Africa-Press – Gabon. L’édifice craque. Pascal Ogowé Siffon, ministre du Tourisme Durable et de l’Artisanat, premier membre d’un gouvernement de la Vè République à subir une telle humiliation, se retrouve assigné à résidence après son interpellation rocambolesque à Essassa dans le Grand Libreville, en tentative de fuite non avérée. Le symbole est ravageur: l’homme censé redorer le blason touristique du Gabon aurait fait disparaître plus de 10 milliards de francs CFA dans un trou noir administratif d’une audace sidérante. Pourtant, à l’examen minutieux des faits, une étrange discordance émerge entre l’accusation médiatique et la réalité budgétaire du ministère.
Selon nombreux de nos confrères, l’enquête du Parquet de la République, menée dans le cadre de l’opération «Mains Propres», révèle un vide abyssal là où devaient fleurir les promesses de renaissance touristique. Près de 9,7 milliards mobilisés sur deux années – 2 milliards pour des éco-lodges fantômes, 2 autres via la RSE, 3 milliards des dividendes de l’Okoumé Palace, sans compter les enveloppes PID et PIH, et pour quel résultat tangible?

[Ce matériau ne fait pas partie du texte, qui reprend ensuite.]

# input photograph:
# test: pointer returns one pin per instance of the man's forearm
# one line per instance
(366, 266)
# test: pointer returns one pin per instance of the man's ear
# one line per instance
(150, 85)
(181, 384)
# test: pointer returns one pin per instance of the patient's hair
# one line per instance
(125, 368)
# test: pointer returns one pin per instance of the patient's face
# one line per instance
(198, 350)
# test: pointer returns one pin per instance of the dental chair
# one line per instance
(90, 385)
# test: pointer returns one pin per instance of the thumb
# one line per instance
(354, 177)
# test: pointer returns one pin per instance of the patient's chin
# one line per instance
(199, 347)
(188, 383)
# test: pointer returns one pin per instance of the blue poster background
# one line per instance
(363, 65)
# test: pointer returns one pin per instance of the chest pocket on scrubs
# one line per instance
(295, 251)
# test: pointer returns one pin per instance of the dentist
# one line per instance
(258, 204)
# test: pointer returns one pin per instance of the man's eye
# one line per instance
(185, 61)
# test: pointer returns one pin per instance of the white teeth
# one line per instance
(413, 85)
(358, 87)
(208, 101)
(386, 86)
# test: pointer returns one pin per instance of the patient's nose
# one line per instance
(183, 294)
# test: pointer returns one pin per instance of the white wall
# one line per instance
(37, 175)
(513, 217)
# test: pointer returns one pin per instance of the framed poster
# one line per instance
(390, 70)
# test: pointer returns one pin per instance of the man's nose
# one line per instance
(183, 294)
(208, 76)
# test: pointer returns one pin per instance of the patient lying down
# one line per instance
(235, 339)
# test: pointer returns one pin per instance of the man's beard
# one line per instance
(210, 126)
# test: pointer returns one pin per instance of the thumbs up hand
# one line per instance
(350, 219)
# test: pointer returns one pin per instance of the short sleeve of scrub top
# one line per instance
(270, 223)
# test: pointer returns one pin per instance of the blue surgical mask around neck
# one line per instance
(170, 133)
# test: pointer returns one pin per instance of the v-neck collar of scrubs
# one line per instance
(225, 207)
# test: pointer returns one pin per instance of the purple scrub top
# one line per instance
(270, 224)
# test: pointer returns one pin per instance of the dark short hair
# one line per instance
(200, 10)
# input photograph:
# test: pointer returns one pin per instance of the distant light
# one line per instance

Reprocher à un ministre de n’avoir pas réalisé ce qu’il n’a jamais promis
La presse gabonaise fustige unanimement, en effet, le «néant» laissé par deux années de gestion, notamment, des éco-lodges non réalisés au Mont Bengoué, à la Pointe Denis ou au Parc de la Lopé, des promesses non tenues, des infrastructures évaporées. L’arithmétique du scandale paraît implacable. Sauf qu’un détail capital échappe à cette narration vengeresse: Pascal Ogowé Siffon n’a jamais formellement annoncé ces projets.
Les fameux éco-lodges introuvables figurent certes dans le Plan National de Développement pour la Transition 2024-2026, qui prévoyait 21,6 milliards pour l’ensemble du secteur touristique à l’horizon 2029. Mais ces sites emblématiques n’apparaissent dans aucune déclaration publique documentée du ministre. Leur mention émane essentiellement de deux articles de presse fin novembre, qui les présentent rétrospectivement comme des engagements non honorés. Curieux procédé: reprocher à un ministre de n’avoir pas réalisé ce qu’il n’a jamais promis.
À l’épreuve des chiffres officiels
Plus troublant encore, la comptabilité du supposé détournement vacille à l’épreuve des chiffres officiels. Lors de la dernière session budgétaire parlementaire, il a été établi que le ministère du Tourisme disposait d’un budget annuel de 4 milliards de francs CFA. Sur deux ans, avec apports extérieurs, l’enveloppe totale atteignait 9,075 milliards, fonctionnement et investissements confondus. Comment, dès lors, «faire partir en fumée» près de 10 milliards quand on n’en a reçu que 9? Hérité de l’ère Bongo le ministère était «dans un état piteux» ayant nécessité des dotations substantielles pour réfections, équipement et moyens roulants.
Face à ce trou noir comptable, le bilan tangible du ministre détonne. La Caravane touristique, initiative phare lancée en 2024, a mobilisé 3 748 participants, créé 1 127 emplois indirects. Institutionnalisé par ses cabanes en bois durable, ses nombreux planchers aménagés, sa passerelle piétonne de plus de 100 mètres, le village touristique de Tsamba-Magotsi, et le Lac Bleu de Mouila ayant également vu naître un village touristique opérationnel avec 23 couchettes, ont tous deux été officiellement identifiés par le gouvernement comme sites faisant «déjà l’objet de projets de valorisation» dans le cadre de la stratégie touristique nationale. On n’omettra pas la Police touristique, l’e-Visa en 48 heures, la gratuité des visas durant les vacances 2025, la promotion du Gabon à l’Exposition universelle d’Osaka: autant de réalisations concrètes qui contredisent le tableau d’une gestion fantoche.
Avant même la Task force…
Reste l’affaire Cap-Caravane, véritable zone d’ombre d’un bilan par ailleurs substantiel. Mais l’assignation à résidence repose-t-elle sur des malversations avérées ou sur une reconstruction narrative post-facto? Alors même que la Task Force de la Présidence de la Transition pour le contrôle, l’audit et la vérification des dettes intérieures et extérieures démarre seulement son examen des documents comptables du ministère, les enquêteurs parlent d’«irrégularités massives», la presse évoque des «milliards évaporés». Entre suspicion légitime et emballement médiatique, la frontière demeure floue.
Pascal Ogowé Siffon sera-t-il le bouc émissaire d’un système ou le symbole d’une Justice enfin impartiale? La réponse judiciaire dira si cette affaire repose sur des preuves tangibles ou sur l’illusion comptable d’un scandale préfabriqué.